Op de trap naar buiten stelde ik mij voor dat ik hier Momo had gezien, uit de roman La vie devant soi, dat zielstrouwe Marokkaanse vriendje van Madame Rosa. Streetwise, zo jong als hij was, en de lieveling van alle hoeren uit de buurt.
Aantonen dat de aarde om haar as draait door middel van een geruisloos oscillerende koperen bol, wegende 47 kilo, opgehangen aan een 67 meter lange pianosnaar, met een diameter van 1.4 mm, is in al zijn eenvoud geniaal.

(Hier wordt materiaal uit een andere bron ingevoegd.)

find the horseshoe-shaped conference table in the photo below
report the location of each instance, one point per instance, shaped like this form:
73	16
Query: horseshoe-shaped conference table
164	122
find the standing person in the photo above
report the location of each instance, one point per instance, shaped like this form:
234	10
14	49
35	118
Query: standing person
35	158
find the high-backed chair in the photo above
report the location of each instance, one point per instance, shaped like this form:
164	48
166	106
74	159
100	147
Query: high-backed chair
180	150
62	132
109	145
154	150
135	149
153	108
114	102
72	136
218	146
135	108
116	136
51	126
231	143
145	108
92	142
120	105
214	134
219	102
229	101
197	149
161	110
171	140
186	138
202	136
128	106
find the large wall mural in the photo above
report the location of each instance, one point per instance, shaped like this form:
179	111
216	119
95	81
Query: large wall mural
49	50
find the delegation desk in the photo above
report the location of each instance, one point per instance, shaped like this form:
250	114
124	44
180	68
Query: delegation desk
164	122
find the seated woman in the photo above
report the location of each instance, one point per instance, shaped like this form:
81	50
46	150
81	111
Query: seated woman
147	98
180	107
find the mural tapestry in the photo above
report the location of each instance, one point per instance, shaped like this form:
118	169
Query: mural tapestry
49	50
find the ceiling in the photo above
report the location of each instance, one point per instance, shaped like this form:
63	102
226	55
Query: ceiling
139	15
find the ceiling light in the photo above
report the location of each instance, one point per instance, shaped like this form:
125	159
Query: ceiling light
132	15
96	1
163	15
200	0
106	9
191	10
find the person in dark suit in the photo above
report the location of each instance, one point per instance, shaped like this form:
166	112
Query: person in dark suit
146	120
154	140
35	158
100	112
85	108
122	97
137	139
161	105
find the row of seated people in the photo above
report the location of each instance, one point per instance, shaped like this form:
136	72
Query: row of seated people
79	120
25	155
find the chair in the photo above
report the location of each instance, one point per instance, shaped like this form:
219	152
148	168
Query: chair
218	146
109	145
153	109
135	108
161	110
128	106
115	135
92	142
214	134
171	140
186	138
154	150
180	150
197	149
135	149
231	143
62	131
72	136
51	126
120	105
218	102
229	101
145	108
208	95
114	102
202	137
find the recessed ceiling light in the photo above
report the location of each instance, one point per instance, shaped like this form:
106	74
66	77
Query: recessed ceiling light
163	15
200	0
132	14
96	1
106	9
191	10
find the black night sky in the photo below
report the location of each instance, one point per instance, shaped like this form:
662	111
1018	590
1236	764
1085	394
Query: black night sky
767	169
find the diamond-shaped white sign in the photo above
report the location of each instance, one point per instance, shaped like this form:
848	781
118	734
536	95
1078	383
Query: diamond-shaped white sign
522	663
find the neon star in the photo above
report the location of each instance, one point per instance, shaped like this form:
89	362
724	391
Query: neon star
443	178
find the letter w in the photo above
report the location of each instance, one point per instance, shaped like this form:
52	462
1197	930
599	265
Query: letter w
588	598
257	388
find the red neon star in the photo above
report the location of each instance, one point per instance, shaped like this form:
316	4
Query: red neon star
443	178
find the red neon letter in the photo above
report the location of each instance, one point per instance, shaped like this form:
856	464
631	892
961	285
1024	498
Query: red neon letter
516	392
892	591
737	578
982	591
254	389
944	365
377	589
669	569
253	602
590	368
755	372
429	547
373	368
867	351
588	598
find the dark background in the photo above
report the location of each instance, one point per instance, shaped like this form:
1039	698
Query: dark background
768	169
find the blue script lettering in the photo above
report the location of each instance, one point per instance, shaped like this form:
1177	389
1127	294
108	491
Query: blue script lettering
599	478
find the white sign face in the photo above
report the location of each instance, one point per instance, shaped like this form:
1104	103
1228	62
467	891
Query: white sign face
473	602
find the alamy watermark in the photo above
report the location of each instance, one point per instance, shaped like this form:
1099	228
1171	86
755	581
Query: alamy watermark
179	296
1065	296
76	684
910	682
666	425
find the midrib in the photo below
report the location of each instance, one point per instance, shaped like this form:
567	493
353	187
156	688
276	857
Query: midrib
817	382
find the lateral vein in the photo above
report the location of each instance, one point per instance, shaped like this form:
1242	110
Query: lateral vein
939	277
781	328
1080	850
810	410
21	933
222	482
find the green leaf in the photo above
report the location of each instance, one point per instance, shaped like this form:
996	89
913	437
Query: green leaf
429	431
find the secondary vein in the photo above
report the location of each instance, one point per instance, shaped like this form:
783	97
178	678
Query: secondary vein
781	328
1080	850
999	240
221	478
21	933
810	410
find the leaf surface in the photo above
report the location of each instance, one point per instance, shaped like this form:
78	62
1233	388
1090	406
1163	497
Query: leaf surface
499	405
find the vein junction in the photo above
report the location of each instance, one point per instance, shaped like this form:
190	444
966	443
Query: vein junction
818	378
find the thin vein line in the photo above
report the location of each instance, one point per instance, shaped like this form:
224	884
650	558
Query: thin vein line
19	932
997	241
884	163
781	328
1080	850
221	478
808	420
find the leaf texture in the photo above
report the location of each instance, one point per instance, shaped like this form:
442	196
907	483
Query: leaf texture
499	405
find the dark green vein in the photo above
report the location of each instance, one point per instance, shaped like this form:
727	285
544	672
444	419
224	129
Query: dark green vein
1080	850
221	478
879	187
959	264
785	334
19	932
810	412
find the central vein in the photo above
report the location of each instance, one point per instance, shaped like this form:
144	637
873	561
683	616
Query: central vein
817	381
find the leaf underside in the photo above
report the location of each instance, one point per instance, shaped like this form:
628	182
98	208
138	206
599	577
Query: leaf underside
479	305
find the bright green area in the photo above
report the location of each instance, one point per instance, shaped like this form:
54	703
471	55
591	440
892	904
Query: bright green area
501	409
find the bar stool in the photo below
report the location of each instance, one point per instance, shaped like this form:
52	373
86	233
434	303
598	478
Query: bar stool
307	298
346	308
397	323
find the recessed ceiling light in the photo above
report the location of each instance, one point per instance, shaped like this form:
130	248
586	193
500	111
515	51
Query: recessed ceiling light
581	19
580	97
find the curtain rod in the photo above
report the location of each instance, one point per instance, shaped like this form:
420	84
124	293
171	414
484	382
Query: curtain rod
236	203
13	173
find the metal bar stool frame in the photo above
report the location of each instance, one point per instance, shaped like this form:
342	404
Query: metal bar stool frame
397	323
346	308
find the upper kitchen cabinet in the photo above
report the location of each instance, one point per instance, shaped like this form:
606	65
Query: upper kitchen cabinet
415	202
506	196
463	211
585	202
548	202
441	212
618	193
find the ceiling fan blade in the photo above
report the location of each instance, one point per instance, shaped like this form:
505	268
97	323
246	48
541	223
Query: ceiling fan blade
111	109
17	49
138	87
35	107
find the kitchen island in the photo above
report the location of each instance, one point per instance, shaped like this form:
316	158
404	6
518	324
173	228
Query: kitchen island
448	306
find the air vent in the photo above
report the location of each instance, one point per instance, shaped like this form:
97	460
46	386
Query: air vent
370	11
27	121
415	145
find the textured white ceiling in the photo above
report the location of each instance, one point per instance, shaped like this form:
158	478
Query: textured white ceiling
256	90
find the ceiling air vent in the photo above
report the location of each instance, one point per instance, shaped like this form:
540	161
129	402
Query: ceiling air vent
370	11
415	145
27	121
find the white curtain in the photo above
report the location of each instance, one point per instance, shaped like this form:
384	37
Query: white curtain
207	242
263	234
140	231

Na het Panthéon begaven wij ons naar de Rue de Condé, waar uitgeverij Mercure de France nog altijd zetelt en waar Paul Léautaud vele jaren lang redactioneel werk verrichtte en gevreesde toneelkritieken schreef. Keurig op de afgesproken tijd werden we door secretaresse Soraya Belkhiria opgewacht. In de hal wees ze ons op de vierkante tafel, waaraan Léautaud altijd gewerkt had. Nu een soort schrijn, die ik even aanraakte als een groet aan deze grote kattenman, over tijd en ruimte heen.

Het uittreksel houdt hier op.